2      Clients’ Preferences Analysis

A foreign company specializing in the sale of media products - CDs, DVDs, as well
as elite segment products has developed its own Enterprise Resources Planning (ERP)
system for collecting statistical information about online store customers, catalogs of
goods and knowledge bases on the previous experience. Knowledge are in form of
related products recommendations and new acquisitions on the basis of the previous
goods purchased in the online store. The company has more than 2 million unique
customers and more than 5 million orders statistic. Various marketing efforts such as
sending emails are used to increase demand among its users and to attract new
customers. The formation of recommendations for related products is carried out by
an analyst who selects goods by his own algorithm. Such recommendations are not
really precise while people are not able to process such volumes of information.

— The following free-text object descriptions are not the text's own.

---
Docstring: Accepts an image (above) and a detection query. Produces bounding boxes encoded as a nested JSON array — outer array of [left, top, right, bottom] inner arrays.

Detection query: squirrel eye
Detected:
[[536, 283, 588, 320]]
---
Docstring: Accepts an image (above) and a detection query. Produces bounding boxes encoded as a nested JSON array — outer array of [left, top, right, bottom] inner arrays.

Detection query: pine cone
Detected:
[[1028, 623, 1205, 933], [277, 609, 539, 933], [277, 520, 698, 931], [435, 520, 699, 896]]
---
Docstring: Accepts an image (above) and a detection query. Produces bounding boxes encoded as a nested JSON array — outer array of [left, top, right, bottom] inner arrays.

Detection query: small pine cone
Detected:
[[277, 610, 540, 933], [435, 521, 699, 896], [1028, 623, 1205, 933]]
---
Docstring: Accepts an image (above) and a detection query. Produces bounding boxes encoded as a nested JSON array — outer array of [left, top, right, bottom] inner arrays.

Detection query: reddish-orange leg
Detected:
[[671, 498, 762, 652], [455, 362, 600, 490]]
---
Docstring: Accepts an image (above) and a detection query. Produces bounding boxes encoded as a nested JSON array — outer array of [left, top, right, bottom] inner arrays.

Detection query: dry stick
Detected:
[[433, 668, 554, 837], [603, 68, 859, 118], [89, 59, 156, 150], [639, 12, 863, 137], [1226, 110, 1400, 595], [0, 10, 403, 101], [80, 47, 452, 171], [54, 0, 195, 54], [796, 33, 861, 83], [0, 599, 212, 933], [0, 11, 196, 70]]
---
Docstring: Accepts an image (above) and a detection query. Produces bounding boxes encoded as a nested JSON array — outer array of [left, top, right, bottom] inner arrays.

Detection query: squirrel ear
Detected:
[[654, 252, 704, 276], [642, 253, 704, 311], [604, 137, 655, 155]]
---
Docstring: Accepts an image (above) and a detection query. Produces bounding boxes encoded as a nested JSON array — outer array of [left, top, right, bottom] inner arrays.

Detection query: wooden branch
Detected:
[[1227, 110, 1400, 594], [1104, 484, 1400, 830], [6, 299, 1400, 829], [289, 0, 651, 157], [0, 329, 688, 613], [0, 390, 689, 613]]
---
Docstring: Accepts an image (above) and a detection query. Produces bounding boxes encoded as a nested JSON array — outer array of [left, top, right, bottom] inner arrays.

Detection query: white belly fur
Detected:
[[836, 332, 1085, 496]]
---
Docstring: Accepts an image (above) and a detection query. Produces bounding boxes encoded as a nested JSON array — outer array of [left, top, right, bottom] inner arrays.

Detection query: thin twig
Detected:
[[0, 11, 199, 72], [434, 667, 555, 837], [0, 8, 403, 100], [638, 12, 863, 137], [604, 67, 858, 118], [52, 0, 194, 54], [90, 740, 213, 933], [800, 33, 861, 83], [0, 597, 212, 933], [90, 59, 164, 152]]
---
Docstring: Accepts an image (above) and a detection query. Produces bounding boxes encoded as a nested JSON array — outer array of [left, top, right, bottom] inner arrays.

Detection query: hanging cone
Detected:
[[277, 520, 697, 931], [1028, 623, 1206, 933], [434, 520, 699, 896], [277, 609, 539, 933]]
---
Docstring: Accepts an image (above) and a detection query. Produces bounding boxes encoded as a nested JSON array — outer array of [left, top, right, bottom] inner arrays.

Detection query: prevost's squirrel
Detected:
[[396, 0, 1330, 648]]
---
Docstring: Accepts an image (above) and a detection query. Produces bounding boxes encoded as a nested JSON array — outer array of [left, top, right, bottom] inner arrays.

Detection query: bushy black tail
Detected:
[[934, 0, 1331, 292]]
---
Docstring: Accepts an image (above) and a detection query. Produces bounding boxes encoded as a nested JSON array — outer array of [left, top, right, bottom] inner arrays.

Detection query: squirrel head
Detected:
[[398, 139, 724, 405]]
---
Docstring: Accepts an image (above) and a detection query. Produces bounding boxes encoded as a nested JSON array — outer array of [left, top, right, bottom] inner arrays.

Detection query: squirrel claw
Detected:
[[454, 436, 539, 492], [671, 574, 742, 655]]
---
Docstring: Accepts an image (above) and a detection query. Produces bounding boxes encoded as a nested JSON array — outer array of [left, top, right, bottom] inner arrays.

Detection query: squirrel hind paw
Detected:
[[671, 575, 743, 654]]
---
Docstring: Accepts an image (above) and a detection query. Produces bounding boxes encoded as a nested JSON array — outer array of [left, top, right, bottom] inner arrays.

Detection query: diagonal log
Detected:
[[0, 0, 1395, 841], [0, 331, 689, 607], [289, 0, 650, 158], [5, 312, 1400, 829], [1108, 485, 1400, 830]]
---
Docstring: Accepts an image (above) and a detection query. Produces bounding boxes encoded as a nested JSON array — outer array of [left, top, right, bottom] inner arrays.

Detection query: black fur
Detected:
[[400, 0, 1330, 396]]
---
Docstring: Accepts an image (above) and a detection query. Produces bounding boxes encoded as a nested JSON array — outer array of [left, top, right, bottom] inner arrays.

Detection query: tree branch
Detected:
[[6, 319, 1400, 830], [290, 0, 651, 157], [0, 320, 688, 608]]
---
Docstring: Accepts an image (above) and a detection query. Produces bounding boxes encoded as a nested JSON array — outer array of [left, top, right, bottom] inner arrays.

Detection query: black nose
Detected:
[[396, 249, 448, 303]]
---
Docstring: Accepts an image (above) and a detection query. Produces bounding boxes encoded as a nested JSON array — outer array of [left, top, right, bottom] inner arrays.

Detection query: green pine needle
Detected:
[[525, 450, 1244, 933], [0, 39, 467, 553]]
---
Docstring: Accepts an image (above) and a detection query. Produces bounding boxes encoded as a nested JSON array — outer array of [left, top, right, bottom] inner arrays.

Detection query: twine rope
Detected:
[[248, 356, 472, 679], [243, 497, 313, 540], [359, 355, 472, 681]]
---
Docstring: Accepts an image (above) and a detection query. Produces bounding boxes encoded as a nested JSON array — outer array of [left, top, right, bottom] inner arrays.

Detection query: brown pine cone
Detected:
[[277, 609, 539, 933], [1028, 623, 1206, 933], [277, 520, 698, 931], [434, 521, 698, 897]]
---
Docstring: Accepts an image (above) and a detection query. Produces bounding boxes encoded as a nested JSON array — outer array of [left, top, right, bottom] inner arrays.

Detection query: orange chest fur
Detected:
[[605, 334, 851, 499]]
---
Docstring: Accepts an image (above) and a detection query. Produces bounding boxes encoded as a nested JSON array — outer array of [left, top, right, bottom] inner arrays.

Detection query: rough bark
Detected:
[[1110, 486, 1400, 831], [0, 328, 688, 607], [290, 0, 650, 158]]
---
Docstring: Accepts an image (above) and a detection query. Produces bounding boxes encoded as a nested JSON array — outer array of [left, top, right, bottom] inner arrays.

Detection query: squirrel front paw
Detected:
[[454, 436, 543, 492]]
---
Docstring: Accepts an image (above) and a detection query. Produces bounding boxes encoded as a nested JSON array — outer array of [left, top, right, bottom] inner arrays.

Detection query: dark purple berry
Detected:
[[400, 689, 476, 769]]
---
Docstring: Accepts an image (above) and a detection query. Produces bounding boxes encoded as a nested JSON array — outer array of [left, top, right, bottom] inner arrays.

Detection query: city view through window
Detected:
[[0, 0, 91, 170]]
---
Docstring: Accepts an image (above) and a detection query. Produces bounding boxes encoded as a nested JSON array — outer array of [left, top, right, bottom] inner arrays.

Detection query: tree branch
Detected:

Analyst uses company's ERP system as an automated workplace. The analytics
recommendations are stored in the knowledge base of the company, together with
information, whether the client used this recommendation.
    The company database includes user information, product information, and date of
purchase. The database contains missed and lost data. The following simulation tasks
are relevant for the company:
      Forecasting: sales estimation, server load or server downtime forecasting for
       providing quick user access to the order directory.
      Analysis and risk assessment and minimization: selecting the most promising
       clients for target e-mailing (the risk of choosing customer who will not buy
       goods. The losses are calculated as the amount spent on such ineffective
       mailings).
      Providing recommendations: identifying products which can be sold together
       with the high probability, creating recommendations for preferences.
      Sequency search: customer choice analysis while making purchases, forecasting
       the next possible event.
      Grouping: dividing customers or events into clusters of related elements,
       analyzing and predicting common features.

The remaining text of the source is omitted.